Inflation isn’t a uniform figure. The effects of inflation on each individual are different depending on what each person buys. For example, a major criticism of the COLAs for Social Security is that it does not accurately reflect the spending habits of seniors who are the majority recipients of these COLA’s. Seniors argue that in comparison to the country as a whole, they spend significantly more on healthcare. With healthcare prices rising quickly, you can see how this could skew seniors’ actual inflation rate from that of the country’s average.

The government has tried to address these issues with several versions on the CPI, and with several methodologies on calculating it. But each time an improvement is made, there seems to be a small tip in the favor of the government: A new rule, a new trick, a new tool. Through these subtle slight-of-hand mathematical changes, what we are left with is the ability for policymakers to skirt blame and also do what’s necessary by pulling back on the social-insurance costs, which are out of control.

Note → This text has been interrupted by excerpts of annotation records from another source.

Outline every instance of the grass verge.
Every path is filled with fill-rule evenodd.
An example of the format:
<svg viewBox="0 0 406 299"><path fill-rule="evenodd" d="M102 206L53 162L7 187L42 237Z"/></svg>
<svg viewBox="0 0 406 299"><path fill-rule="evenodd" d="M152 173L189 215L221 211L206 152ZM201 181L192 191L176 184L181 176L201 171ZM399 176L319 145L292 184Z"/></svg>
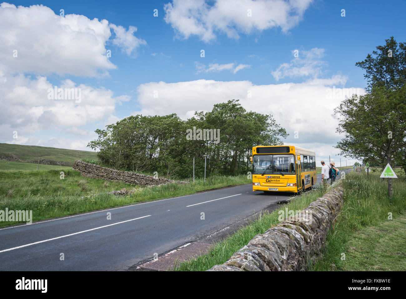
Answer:
<svg viewBox="0 0 406 299"><path fill-rule="evenodd" d="M297 197L287 205L281 205L280 210L299 210L307 206L311 202L322 196L326 191L323 189L313 190ZM216 264L227 261L234 252L246 245L258 234L263 234L269 228L275 226L280 221L278 218L279 210L272 213L266 212L260 215L251 224L244 226L234 234L215 243L205 254L177 265L174 271L205 271Z"/></svg>
<svg viewBox="0 0 406 299"><path fill-rule="evenodd" d="M368 180L365 172L347 175L344 204L324 256L309 270L406 270L406 181L393 179L388 198L384 180L370 175Z"/></svg>
<svg viewBox="0 0 406 299"><path fill-rule="evenodd" d="M196 192L252 182L246 176L214 176L184 184L170 184L142 187L121 182L82 176L72 170L0 171L0 210L32 210L32 221L72 215L134 203L192 194ZM123 188L133 190L130 195L105 193ZM0 227L22 224L0 221Z"/></svg>

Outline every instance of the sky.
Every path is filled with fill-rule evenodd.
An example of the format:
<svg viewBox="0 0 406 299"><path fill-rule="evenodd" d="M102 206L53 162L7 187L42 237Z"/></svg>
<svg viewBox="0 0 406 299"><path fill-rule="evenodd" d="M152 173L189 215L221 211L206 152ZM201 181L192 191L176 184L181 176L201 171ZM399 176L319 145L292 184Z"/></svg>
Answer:
<svg viewBox="0 0 406 299"><path fill-rule="evenodd" d="M273 115L285 144L315 151L318 164L352 164L333 147L334 109L365 93L356 63L391 36L405 41L404 1L0 3L8 143L91 150L95 130L130 115L186 119L235 99ZM55 86L76 93L58 98Z"/></svg>

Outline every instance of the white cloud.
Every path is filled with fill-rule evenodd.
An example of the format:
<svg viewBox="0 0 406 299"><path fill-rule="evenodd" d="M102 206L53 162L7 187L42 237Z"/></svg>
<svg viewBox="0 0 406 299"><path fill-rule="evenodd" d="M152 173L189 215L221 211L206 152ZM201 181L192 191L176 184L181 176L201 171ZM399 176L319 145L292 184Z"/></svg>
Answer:
<svg viewBox="0 0 406 299"><path fill-rule="evenodd" d="M234 69L234 70L233 71L233 72L234 73L234 74L235 74L238 71L240 71L243 69L245 69L246 67L251 67L251 65L249 64L239 64L238 65L237 65L237 67L235 67L235 68Z"/></svg>
<svg viewBox="0 0 406 299"><path fill-rule="evenodd" d="M209 73L210 72L221 72L222 71L227 70L232 72L234 74L235 74L238 71L240 71L246 67L250 67L251 65L248 64L238 65L235 67L234 67L235 63L227 63L225 64L218 64L218 63L209 63L207 67L204 64L200 63L197 61L195 61L195 64L197 69L197 73L199 73L204 72L205 73Z"/></svg>
<svg viewBox="0 0 406 299"><path fill-rule="evenodd" d="M117 26L114 24L110 24L110 27L113 29L116 34L116 37L113 40L113 43L121 48L128 56L131 55L136 49L141 46L147 44L147 42L145 40L134 36L134 32L137 31L136 27L130 26L128 30L126 30L122 26Z"/></svg>
<svg viewBox="0 0 406 299"><path fill-rule="evenodd" d="M292 55L295 51L292 51ZM310 51L300 50L298 57L294 58L289 63L282 63L271 74L276 81L285 77L317 78L322 74L322 67L327 65L326 61L320 59L324 56L324 49L317 48Z"/></svg>
<svg viewBox="0 0 406 299"><path fill-rule="evenodd" d="M75 14L65 17L43 5L0 4L0 69L6 73L55 73L95 76L117 67L107 57L106 45L114 44L129 55L145 42L107 20ZM16 50L15 52L15 50ZM17 57L15 53L17 54Z"/></svg>
<svg viewBox="0 0 406 299"><path fill-rule="evenodd" d="M50 100L48 89L54 87L45 77L31 80L20 74L7 75L6 78L6 83L0 83L0 138L3 140L12 136L15 130L22 138L44 130L67 130L84 135L78 131L82 129L77 128L114 119L116 106L130 98L126 95L115 97L111 90L76 84L66 80L57 87L80 89L80 102L76 102L75 99Z"/></svg>
<svg viewBox="0 0 406 299"><path fill-rule="evenodd" d="M196 35L207 42L215 39L218 33L238 39L239 32L248 34L274 28L287 32L298 24L311 2L216 0L210 6L205 0L173 0L164 6L164 19L185 39Z"/></svg>
<svg viewBox="0 0 406 299"><path fill-rule="evenodd" d="M336 75L301 83L262 85L249 81L151 82L137 88L141 108L133 114L162 115L170 111L186 119L194 111L210 111L215 104L239 99L248 110L273 115L290 134L287 142L299 145L319 143L325 147L319 155L333 154L337 153L332 146L339 139L335 132L338 121L333 110L346 95L364 93L362 88L333 89L331 84L341 85L346 80L346 77ZM155 90L158 98L153 98ZM295 131L299 132L298 139L294 139Z"/></svg>

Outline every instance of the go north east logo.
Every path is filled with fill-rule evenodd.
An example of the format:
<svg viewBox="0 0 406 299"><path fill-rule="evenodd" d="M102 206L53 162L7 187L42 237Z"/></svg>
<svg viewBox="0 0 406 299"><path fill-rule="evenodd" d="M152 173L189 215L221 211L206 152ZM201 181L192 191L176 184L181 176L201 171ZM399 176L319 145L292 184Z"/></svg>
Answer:
<svg viewBox="0 0 406 299"><path fill-rule="evenodd" d="M389 165L389 163L386 165L386 167L385 167L385 169L383 170L383 171L382 172L380 176L379 177L394 179L397 178L396 174L395 173L395 171L392 169L392 167L391 167L391 165Z"/></svg>

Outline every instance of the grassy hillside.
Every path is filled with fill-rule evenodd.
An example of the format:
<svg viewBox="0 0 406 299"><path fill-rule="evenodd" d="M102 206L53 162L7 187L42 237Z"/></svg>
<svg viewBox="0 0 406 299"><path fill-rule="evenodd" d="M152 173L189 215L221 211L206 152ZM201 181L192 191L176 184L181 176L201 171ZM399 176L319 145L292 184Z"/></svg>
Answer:
<svg viewBox="0 0 406 299"><path fill-rule="evenodd" d="M0 154L12 154L23 161L41 157L56 161L73 163L75 160L89 158L97 160L97 153L87 151L66 150L35 145L0 143Z"/></svg>
<svg viewBox="0 0 406 299"><path fill-rule="evenodd" d="M61 170L65 171L72 169L71 166L60 166L58 165L43 165L35 163L24 163L15 162L13 161L2 161L0 160L0 171L33 171L37 168L39 170Z"/></svg>

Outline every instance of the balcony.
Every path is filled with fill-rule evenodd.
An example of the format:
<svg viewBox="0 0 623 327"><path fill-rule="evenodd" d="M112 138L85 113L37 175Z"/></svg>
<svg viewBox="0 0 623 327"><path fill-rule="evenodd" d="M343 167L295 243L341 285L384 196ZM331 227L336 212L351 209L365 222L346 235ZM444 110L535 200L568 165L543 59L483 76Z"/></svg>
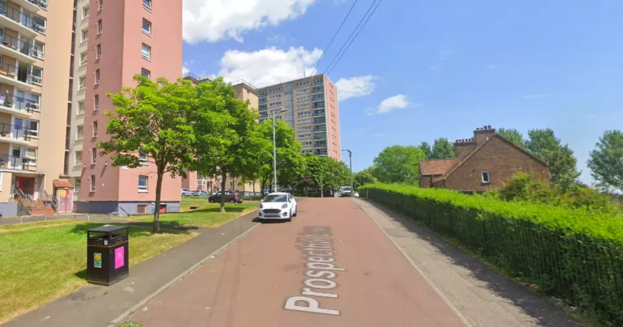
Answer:
<svg viewBox="0 0 623 327"><path fill-rule="evenodd" d="M0 112L27 118L32 116L33 110L39 110L39 105L31 100L0 92Z"/></svg>
<svg viewBox="0 0 623 327"><path fill-rule="evenodd" d="M6 5L4 8L0 8L0 24L27 37L34 37L37 34L45 31L45 27L35 22L29 14Z"/></svg>
<svg viewBox="0 0 623 327"><path fill-rule="evenodd" d="M29 145L32 134L31 130L21 126L0 123L0 142Z"/></svg>
<svg viewBox="0 0 623 327"><path fill-rule="evenodd" d="M0 55L12 57L20 61L32 64L36 59L32 40L24 40L9 35L0 34ZM42 55L43 54L41 54Z"/></svg>
<svg viewBox="0 0 623 327"><path fill-rule="evenodd" d="M0 83L9 84L19 88L32 90L34 85L34 79L26 67L16 67L13 65L2 62L0 64ZM40 79L40 77L37 77Z"/></svg>
<svg viewBox="0 0 623 327"><path fill-rule="evenodd" d="M10 154L0 154L0 169L36 171L37 159Z"/></svg>

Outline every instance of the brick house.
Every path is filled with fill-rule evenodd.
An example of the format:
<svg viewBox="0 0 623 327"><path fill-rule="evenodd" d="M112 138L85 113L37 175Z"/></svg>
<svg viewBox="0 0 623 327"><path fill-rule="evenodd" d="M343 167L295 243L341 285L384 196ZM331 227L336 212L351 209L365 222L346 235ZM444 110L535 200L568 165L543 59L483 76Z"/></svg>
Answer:
<svg viewBox="0 0 623 327"><path fill-rule="evenodd" d="M455 158L419 161L421 187L483 192L502 187L519 172L549 181L547 164L495 133L477 128L473 138L454 143Z"/></svg>

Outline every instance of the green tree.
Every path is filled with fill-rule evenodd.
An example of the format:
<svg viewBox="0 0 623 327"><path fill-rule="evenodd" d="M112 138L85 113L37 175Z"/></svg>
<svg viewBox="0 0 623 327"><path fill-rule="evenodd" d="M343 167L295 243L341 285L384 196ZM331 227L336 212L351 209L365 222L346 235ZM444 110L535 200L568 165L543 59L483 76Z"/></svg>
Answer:
<svg viewBox="0 0 623 327"><path fill-rule="evenodd" d="M388 146L374 158L374 176L383 182L417 184L419 161L424 159L424 152L416 146Z"/></svg>
<svg viewBox="0 0 623 327"><path fill-rule="evenodd" d="M573 151L568 145L561 145L560 139L549 128L530 130L528 135L528 149L547 163L552 182L560 185L563 190L566 189L580 175Z"/></svg>
<svg viewBox="0 0 623 327"><path fill-rule="evenodd" d="M252 178L257 174L260 163L271 156L272 146L260 133L257 114L249 109L249 101L239 100L222 78L201 83L196 90L194 168L200 174L221 176L224 191L227 176ZM225 212L224 197L221 212Z"/></svg>
<svg viewBox="0 0 623 327"><path fill-rule="evenodd" d="M422 141L419 148L422 150L422 152L424 153L424 156L426 159L432 159L432 149L430 149L430 145L428 144L428 142Z"/></svg>
<svg viewBox="0 0 623 327"><path fill-rule="evenodd" d="M420 148L421 149L421 148ZM355 189L359 188L359 186L366 185L366 184L375 183L378 181L374 175L372 174L372 168L368 167L362 171L357 172L353 176L353 184Z"/></svg>
<svg viewBox="0 0 623 327"><path fill-rule="evenodd" d="M305 159L301 154L303 145L297 140L294 129L281 120L275 122L275 138L277 141L277 184L282 186L292 185L305 172ZM268 119L259 125L260 133L268 140L271 146L271 153L267 160L260 163L259 169L262 189L274 175L272 156L273 126L272 120Z"/></svg>
<svg viewBox="0 0 623 327"><path fill-rule="evenodd" d="M155 82L140 74L134 80L136 87L123 87L118 93L107 94L115 108L104 113L109 117L106 131L110 140L98 147L101 154L112 154L113 166L141 166L140 151L156 166L153 232L159 233L163 178L166 173L185 177L184 169L193 161L195 138L189 116L196 92L187 81L158 78Z"/></svg>
<svg viewBox="0 0 623 327"><path fill-rule="evenodd" d="M439 138L432 145L430 159L448 159L454 158L454 146L447 138Z"/></svg>
<svg viewBox="0 0 623 327"><path fill-rule="evenodd" d="M517 130L515 128L500 128L498 130L498 134L504 136L505 138L515 145L526 148L526 141L523 140L523 135Z"/></svg>
<svg viewBox="0 0 623 327"><path fill-rule="evenodd" d="M623 191L623 132L606 131L591 151L587 165L601 186Z"/></svg>

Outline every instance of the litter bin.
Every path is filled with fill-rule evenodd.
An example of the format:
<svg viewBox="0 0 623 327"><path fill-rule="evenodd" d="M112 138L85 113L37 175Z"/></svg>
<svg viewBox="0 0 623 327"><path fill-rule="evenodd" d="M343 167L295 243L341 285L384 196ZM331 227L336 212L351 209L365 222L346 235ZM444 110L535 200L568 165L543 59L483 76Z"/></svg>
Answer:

Whether those mathematical changes adjust inflation one-tenth of a percent or 3% off of the accurate inflation metric, this is undoubtedly a way for the government to pay less to Social Security beneficiaries as well as other social programs with COLA’s indexed of the CPI.

I did not write this article to explain this issue in major detail. Rather I hope to create a spark in you, the reader, to research this topic further. Being aware of this will allow individuals make better assessments of how they need to handle their own financials and adjust dependency on these types of programs, now and into the future.